There was a time when doctors did not prescribe beta blockers in the presence of heart failure. Now beta blockers such as Eucardic have been confirmed as being an important part of the trinity of drugs — Ace inhibitors, appropriate beta blocker and, when there is fluid retention a diuretic such as bendrofluazide — which should be the standard regime for those with heart failure. Evidence from an earlier trial showed that patients taking Eucardic demonstrated a 35 per cent reduction in mortality, and with it an accompanying improvement in the quality of life.

Carmen has shown the value of combining an Ace inhibitor with Eucardic — most patients were already receiving diuretics. The research also demonstrated that the combination of Eucardic with an Ace inhibitor resulted in reversal of the changes in the heart’s shape and structure that are characteristic of heart failure.

The article does not mention that we really do not know whether carvedilol works better than metoprolol or other beta blockers. “The Carvedilol or Metoprolol European Trial (COMET) is comparing the use of carvedilol or metoprolol in heart failure patients and the effects of the therapies on all-cause mortality.” Until we get the results of the COMET study, I am using metoprolol (FDA approved) for my heart failure patients (much lower cost). When the patient has class III or IV CHF, I often start with carvedilol for the first few low doses (carvedilol’s marketing includes very low dose pills for gradual titration). Once I get to 12.5 mg b.i.d. of carvedilol, I then switch to 25 mg b.i.d. of metoprolol (those are equivalent doses), and continue titrating upwards. The data for beta blockers are clear and compelling. If you feel uncomfortable using beta blockers in CHF patients, please find a consultant to help you care for the first few patients.

Avoiding some cancers

Report outlines diet-cancer link: Experts offer bottom line from decades of confusing research

Wading through 30 years of confusing and sometimes contradictory studies on cancer and diet, experts have summarized the state of scientific knowledge: alcohol is bad, obesity is bad and lots of fruits and vegetables are good.

Well that introduction provided no surprises.

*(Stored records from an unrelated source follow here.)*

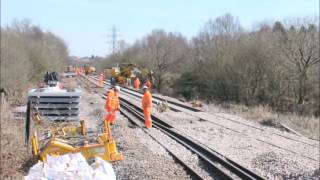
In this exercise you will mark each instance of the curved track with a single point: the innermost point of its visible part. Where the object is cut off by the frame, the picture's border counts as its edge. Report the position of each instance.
(221, 167)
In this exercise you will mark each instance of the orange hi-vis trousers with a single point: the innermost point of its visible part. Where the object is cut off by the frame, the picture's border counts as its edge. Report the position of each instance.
(147, 117)
(111, 116)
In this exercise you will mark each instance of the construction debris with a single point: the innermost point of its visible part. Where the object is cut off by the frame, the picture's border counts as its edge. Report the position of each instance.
(71, 166)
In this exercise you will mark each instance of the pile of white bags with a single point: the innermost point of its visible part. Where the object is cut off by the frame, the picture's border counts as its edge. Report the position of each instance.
(71, 166)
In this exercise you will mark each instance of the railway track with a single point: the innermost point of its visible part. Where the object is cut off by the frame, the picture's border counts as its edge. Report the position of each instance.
(221, 167)
(180, 107)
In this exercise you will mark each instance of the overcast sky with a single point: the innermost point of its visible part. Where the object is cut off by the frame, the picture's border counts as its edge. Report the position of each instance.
(85, 24)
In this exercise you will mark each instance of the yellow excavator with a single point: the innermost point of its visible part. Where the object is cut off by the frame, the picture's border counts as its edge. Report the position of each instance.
(123, 71)
(57, 141)
(88, 70)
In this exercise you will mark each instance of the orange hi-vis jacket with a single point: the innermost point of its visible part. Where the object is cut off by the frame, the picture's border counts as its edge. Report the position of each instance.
(147, 100)
(136, 83)
(112, 101)
(148, 84)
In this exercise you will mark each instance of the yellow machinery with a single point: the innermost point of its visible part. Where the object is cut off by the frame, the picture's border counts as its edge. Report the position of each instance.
(89, 69)
(60, 141)
(121, 72)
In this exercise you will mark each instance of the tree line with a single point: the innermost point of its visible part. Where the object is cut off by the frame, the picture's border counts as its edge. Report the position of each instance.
(27, 52)
(276, 64)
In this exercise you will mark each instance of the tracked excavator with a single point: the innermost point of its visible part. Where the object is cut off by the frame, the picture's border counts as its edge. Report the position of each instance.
(64, 137)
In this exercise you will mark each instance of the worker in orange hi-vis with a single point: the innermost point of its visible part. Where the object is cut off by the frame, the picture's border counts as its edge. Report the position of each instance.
(148, 83)
(146, 105)
(136, 84)
(112, 104)
(101, 78)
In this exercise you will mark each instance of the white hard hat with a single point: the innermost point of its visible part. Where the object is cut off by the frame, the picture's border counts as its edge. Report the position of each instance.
(117, 88)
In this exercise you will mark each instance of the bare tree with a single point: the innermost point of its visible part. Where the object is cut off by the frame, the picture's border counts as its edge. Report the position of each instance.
(302, 50)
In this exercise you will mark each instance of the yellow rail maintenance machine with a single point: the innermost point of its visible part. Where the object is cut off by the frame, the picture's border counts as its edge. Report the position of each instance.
(57, 141)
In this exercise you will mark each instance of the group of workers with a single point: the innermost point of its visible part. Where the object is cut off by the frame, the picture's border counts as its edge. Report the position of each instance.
(112, 105)
(136, 84)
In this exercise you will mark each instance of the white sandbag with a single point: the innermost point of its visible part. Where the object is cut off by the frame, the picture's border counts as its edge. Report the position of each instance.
(71, 166)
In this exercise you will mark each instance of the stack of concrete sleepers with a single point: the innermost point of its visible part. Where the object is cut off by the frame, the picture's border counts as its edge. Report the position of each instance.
(55, 103)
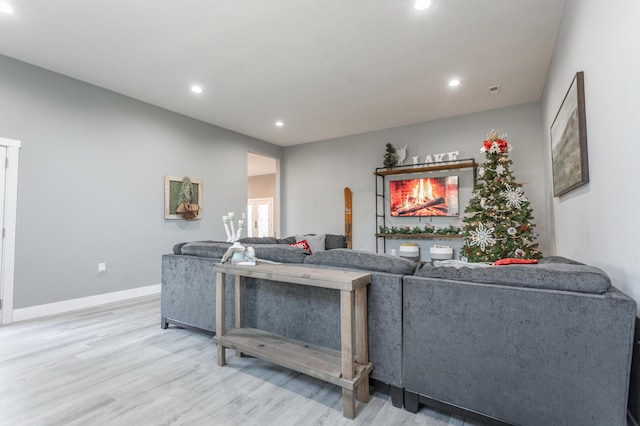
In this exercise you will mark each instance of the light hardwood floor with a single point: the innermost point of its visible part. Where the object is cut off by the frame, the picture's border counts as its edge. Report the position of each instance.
(114, 365)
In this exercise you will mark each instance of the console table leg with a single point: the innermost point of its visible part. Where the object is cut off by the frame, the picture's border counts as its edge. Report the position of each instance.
(348, 404)
(239, 313)
(220, 329)
(362, 344)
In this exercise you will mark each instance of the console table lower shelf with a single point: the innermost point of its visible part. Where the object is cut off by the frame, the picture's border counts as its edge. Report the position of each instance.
(315, 361)
(347, 368)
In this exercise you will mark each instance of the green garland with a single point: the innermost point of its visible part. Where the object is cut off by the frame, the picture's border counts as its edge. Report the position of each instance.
(427, 229)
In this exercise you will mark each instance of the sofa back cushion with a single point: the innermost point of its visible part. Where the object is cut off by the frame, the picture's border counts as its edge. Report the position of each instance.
(355, 259)
(205, 249)
(550, 276)
(282, 253)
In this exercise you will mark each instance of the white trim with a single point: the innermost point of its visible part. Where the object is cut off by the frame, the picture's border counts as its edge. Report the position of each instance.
(10, 207)
(10, 143)
(32, 312)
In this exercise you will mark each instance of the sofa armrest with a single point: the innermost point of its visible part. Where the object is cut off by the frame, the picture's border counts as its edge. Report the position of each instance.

One can read the original article here – The effect of diet on risk of cancer (Lancet – free but registration required).

Riboli said emerging evidence suggests many of the factors that contribute to heart disease are also involved in cancer, such as lack of exercise, being even moderately overweight and problems with insulin, the hormone that goes wrong in diabetes.

“I think it’s possible that we will realize that some of the benefits which were in the past attributed to the diet in itself should actually be attributed to the global balance between how we eat, how we move and our body shape, where we are actually pointing more to the energy balance,” Riboli said.

Experts are also starting to advocate a tougher strategy. “The individual awareness approach has been shown repeatedly to have failed,” experts said in a report presented Wednesday at a European Union summit on obesity.

In its report, the International Obesity Task Force called for European restrictions on the advertising of junk food.

Other measures mentioned in the report were: redesigning roads to accommodate networks of bicycle tracks, removing junk food vending machines from schools, reintroducing cooking skills into the school curriculum and the establishment of a new medical specialty that takes a comprehensive approach to obesity.

We likely will continue to hear more and more pressure on diet control. While I am empathetic towards the problems, and I try to work with patients, colleagues and friends to eat more intelligently, I am against too much intrusion here. If I eat too much aspirin, I could die. One baby aspirin a day likely will decrease my chances of a cardiac event. Many vitamins are like that. I like the occasional junk food. We need to proactively provide diet options. We should beat the bad diet options in the marketplace. But please do not give us more regulations.

I love the idea of providing for more bike trails (and running trail are also good). We need more side walks in the suburbs – they encourage walking at least. We should sponsor exercise training in schools. Those are positive ideas.